The EPIC PAR algorithm uses a budget approach, in which the solar irradiance reaching the surface is obtained by subtracting from the irradiance arriving at the top of the atmosphere (known) the irradiance reflected to space (estimated from the EPIC Level 1b radiance data), taking into account atmospheric transmission (modeled). Clear and cloudy regions within a pixel do not need to be distinguished, which dismisses the need for often-arbitrary assumptions about cloudiness distribution and is therefore adapted to the relatively large EPIC pixels. A daily mean PAR is estimated on the source grid for each EPIC instantaneous daytime observation, assuming no cloudiness change during the day, and the individual estimates are remapped and weight-averaged using the cosine of the Sun zenith angle. In the computations, wind speed, surface pressure, and water vapor amount are extracted from NECP Reanalysis 2 data, aerosol optical thickness and angstrom coefficient from MERRA-2 data, and ozone amount from EPIC Level 2 data. Areas contaminated by sun glint are excluded using a threshold on sun glint reflectance calculated using wind data. Ice masking is based on NSIDC near real time ice fraction data. Details about the algorithm are given in Frouin et al., (2018). Figure A1 gives an example of EPIC daily mean PAR product. Date is March 20, 2018 (equinox); land is in black and sea ice in white. Values range from a few E.m-2.d-1at high latitudes to about 58 E.m-2.d-1 at equatorial and tropical latitudes, with atmospheric perturbances modulating the surface PAR field especially at middle latitudes.

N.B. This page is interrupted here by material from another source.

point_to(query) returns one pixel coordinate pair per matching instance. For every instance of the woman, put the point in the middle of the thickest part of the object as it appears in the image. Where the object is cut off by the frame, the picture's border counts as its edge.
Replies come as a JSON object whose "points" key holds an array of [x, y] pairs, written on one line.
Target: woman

The EPIC ocean surface PAR products are available at the Atmospheric Science Data Center (ASDC) at NASA Langley Research Center: https://asdc.larc.nasa.gov.
Robert Frouin, Jing Tan, Didier Ramon, Bryan Franz, Hiroshi Murakami, 2018: Estimating photosynthetically available radiation at the ocean surface from EPIC/DSCOVR data, Proc. SPIE 10778, Remote Sensing of the Open and Coastal Ocean and Inland Waters, 1077806 (24 October 2018); doi: 10.1117/12.2501675.
Figure A1. Daily mean PAR at the ocean surface on 20 March 2018 estimated from EPIC imagery acquired during daytime in spectral bands centered on 443, 551, and 680 nm.